Thank you for taking time from your busy schedule to share the pics.


----------



## Maggie-NC (Jun 22, 2005)

Terry, the pictures were really good. Hope baby Licorice soon gets fully feathered - he is so cute.


----------



## Larry_Cologne (Jul 6, 2004)

Terry, 

I hope baby Licorice and the ducking with the tiny eyes get better quickly, and hope they all have good times ahead of them. 

Hilde and I both enjoyed the pictures, except for the sad news shown in some.

Larry


----------



## mr squeaks (Apr 14, 2005)

YIKES, Terry!! I sure hope Licorice will be OK!!

Thanks for posting the pictures! I, too, think you sell yourself short. The pictures seem fine to me!

WISHING ALL THE BEST and REALLY look forward to positive updates!!

We just can't THANK YOU enough for all you do!!!

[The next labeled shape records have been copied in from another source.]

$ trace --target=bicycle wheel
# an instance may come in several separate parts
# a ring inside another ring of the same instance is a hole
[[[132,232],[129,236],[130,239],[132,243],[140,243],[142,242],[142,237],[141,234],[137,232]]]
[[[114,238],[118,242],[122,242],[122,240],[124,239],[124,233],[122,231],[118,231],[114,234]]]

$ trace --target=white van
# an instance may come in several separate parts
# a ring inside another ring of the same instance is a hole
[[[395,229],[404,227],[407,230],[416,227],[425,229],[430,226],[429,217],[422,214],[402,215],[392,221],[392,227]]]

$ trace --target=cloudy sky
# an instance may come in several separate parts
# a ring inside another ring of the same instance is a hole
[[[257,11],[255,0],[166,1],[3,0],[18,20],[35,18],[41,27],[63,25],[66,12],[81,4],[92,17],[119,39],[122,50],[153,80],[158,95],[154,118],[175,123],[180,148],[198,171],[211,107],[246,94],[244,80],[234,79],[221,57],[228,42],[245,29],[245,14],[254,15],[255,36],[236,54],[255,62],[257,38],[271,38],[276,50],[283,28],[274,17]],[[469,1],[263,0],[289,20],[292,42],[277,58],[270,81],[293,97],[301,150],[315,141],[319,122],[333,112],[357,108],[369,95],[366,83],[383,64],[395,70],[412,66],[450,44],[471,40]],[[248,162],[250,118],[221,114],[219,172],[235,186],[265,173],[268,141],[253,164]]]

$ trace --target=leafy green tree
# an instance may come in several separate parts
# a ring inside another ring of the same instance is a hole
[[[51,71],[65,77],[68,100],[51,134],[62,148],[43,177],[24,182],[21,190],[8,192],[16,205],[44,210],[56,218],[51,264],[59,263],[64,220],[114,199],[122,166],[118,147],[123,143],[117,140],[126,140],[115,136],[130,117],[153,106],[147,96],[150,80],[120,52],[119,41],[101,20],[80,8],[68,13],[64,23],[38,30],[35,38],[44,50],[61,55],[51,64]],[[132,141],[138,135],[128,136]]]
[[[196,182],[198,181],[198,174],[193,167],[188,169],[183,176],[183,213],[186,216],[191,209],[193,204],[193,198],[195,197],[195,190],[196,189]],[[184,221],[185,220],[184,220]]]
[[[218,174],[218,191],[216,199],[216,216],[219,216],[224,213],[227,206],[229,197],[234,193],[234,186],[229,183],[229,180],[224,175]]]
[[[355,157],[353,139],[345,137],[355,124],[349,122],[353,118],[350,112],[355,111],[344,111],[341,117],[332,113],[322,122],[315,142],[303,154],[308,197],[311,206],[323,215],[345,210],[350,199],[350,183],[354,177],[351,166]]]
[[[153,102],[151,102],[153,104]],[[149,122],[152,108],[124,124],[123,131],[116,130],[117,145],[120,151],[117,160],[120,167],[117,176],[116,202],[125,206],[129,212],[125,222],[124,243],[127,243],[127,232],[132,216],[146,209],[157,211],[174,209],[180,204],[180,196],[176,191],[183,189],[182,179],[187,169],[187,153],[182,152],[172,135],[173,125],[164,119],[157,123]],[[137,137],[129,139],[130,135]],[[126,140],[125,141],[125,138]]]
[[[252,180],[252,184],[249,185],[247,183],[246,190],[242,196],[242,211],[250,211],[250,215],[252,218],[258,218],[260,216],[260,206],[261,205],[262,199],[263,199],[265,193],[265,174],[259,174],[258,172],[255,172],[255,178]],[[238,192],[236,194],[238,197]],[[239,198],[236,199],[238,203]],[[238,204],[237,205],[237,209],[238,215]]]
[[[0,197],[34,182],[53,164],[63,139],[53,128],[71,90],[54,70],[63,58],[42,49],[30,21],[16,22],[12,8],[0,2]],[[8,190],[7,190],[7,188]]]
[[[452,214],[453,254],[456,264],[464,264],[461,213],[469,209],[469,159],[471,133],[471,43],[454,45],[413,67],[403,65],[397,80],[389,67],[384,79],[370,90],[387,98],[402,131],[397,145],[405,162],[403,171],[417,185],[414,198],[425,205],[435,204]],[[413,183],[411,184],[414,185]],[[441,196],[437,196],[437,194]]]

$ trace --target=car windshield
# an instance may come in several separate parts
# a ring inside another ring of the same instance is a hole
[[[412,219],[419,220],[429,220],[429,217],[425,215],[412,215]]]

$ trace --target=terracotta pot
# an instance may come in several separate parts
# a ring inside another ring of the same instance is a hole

With LOVE, HUGS and SCRITCHES...AND

*VERY SPECIAL HOLIDAY WISHES JUST FOR YOU AND YOURS AND ALL THE "KIDS!"*

_*Shi, Squeaks and the gang*_


----------



## Rooster2312 (Mar 8, 2006)

I loved the pics Terry. Your pics are always amazing and I enjoy looking at all your little rescues knowing they are in the very best of care.

Little licorice is just the cutest  I sure hope his bald spots are cured soon.

Healing thoughts for all the birdies in your care.

Merry Christmas and A happy New Year to you!

Lindi, Jax & Paddy


----------



## TAWhatley (Mar 6, 2001)

Thank you all! Baby Licorice is fine and probably will be fine .. just concerned about the bald spots. The others are also doing OK right now .. will post some updates when I have them.

Terry


----------



## Garye (Feb 20, 2005)

I didn't see where you took any bad pictures. Loved the red head and blonde pigeons, the other pigeon was cute too. Especially that helmet. Nice and plump.

They all look like they're lovable birds.


----------



## pdpbison (Mar 15, 2005)

Hi Terry, 


Hmmmm, I feel a little concerned also with some of the appearance of 'Baby Licorice'...

The odd Feathering on his Head, and high back...and something seems odd with his Beak in some areas too...on the side there...

Can you post some more up-close Pics sometime soon?


Best wishes!

Phil
l v


----------